Andacht Heute

Formen der Liebe

Du sollst deinen Nächsten lieben wie dich selbst.
Matthäus 22,39

Es gibt drei Formen der Liebe: die Gottesliebe, die Nächstenliebe und die Selbstliebe. Sie sind gleichrangig und miteinander verwoben. Nur in ihrer Einheit entfalten sie die volle Kraft des christlichen Liebesgebots. Gottesliebe bleibt ohne Nächstenliebe abstrakt, Nächstenliebe ohne Selbstliebe führt zur Überforderung und Selbstliebe ohne Gottesliebe verkommt zur Selbstbezogenheit. Es ist also Vorsicht geboten bei Forderungen, wir sollten noch mehr Nächstenliebe zeigen, wie „Opfere dich auf für die anderen“ , „Das Individuum zählt nicht“ oder „Gemeinwohl geht vor Eigenwohl“. Auf diese Art wird der Einzelne überfordert. Dies ist auch dann der Fall, wenn die Gottesliebe gegenüber der Nächsten- und Selbstliebe immer bevorzugt werden sollte und es beispielsweise heißt: „Nur Gott zählt, der Mensch ist nichts.“ So wird Nächstenliebe zur Nebensache und Selbstliebe zur Sünde erklärt.

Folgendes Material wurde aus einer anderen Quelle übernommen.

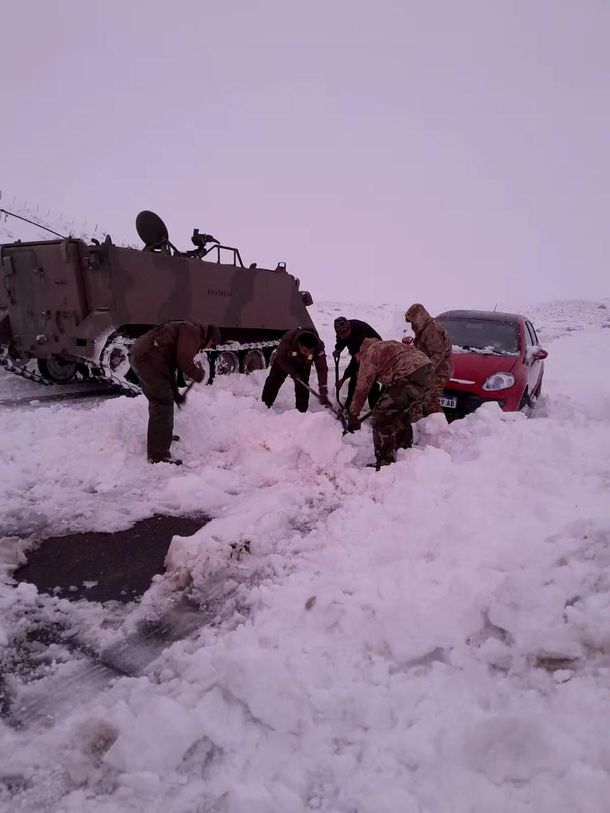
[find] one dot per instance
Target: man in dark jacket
(297, 351)
(351, 333)
(433, 340)
(404, 372)
(156, 357)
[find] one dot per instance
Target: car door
(534, 365)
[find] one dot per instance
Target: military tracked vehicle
(73, 309)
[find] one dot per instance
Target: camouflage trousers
(391, 418)
(431, 402)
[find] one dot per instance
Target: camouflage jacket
(172, 345)
(292, 361)
(387, 362)
(432, 339)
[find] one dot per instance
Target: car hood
(478, 367)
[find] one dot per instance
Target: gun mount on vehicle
(75, 308)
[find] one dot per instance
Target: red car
(496, 357)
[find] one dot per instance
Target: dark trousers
(158, 387)
(276, 378)
(391, 419)
(374, 392)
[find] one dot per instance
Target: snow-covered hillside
(432, 637)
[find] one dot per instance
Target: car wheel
(526, 403)
(538, 391)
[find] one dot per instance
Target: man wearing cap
(433, 340)
(297, 351)
(404, 372)
(351, 333)
(156, 358)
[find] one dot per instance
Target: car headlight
(499, 381)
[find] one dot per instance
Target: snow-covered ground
(432, 637)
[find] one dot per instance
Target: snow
(426, 638)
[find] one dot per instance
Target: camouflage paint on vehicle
(62, 299)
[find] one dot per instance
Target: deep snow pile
(428, 638)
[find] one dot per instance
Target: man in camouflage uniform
(404, 372)
(433, 340)
(297, 351)
(156, 357)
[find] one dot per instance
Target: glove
(353, 423)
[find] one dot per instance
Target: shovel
(340, 413)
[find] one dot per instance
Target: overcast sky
(454, 152)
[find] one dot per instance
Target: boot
(175, 461)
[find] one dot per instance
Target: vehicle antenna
(33, 223)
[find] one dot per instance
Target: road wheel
(227, 363)
(58, 370)
(254, 360)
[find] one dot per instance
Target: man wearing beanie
(298, 350)
(433, 340)
(155, 358)
(350, 334)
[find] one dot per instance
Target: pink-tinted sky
(450, 152)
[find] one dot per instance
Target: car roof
(490, 316)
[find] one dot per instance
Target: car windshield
(488, 336)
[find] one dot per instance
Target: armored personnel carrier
(73, 309)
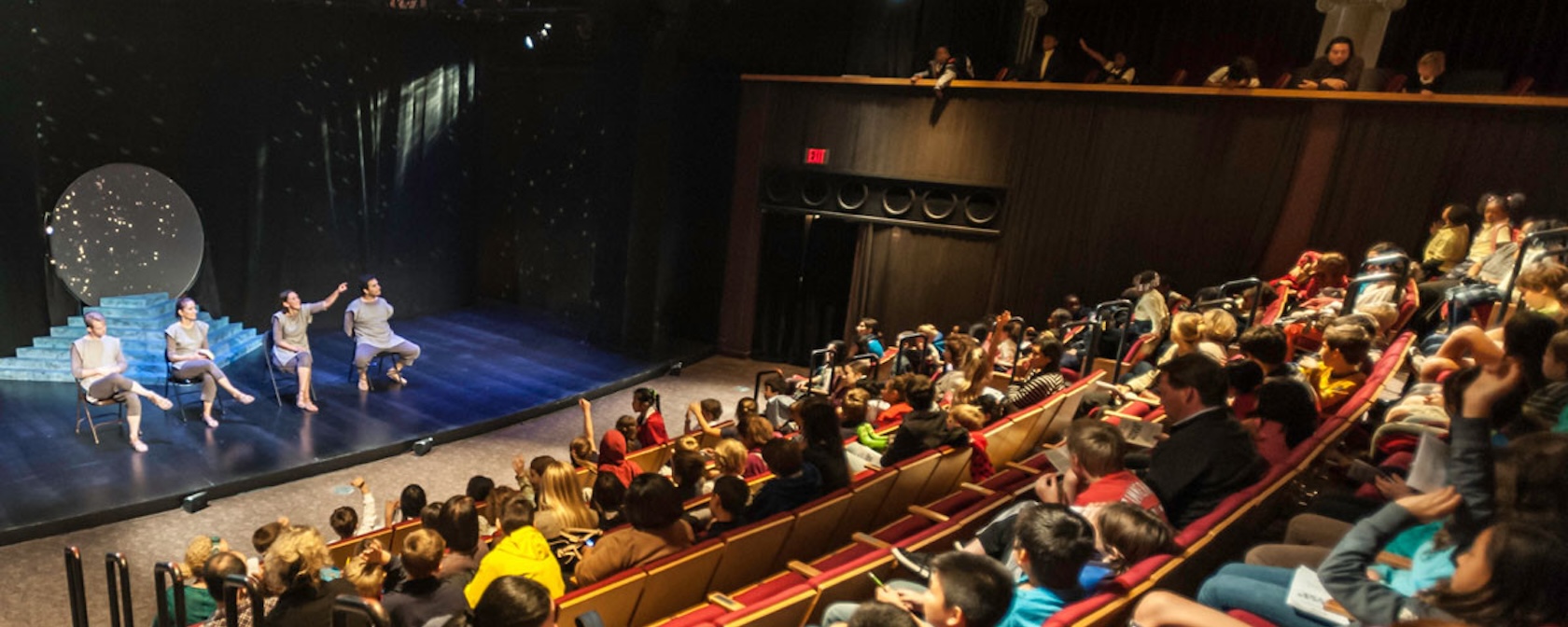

Alle Forderungen, die eine Liebesart absolut setzen und die anderen verdrängen, widersprechen dem biblischen Prinzip der Gleichrangigkeit. Die drei Liebesarten sind wie drei Stimmen in einem Chor: Wenn eine Stimme dominiert oder verstummt, verliert das Ganze seine Harmonie.

Wenn wir uns entscheiden müssen

Verlass dich auf den Herrn von ganzem Herzen und verlass dich nicht auf deinen Verstand; sondern gedenke an ihn in allen deinen Wegen, so wird er dich recht führen.
Sprüche 3,5-6

Als Mensch muss man ständig Entscheidungen treffen. Das zeigt sich an den unterschiedlichsten Fragen, zum Beispiel: Gehe ich jetzt einkaufen oder später? Welchen Beruf sollte ich ergreifen? Mit wem will ich eine Partnerschaft eingehen? Engagiere ich mich aktiv in meiner Kirche oder bleibe ich passiv? Richte ich mein Handeln nach biblischen Werten aus?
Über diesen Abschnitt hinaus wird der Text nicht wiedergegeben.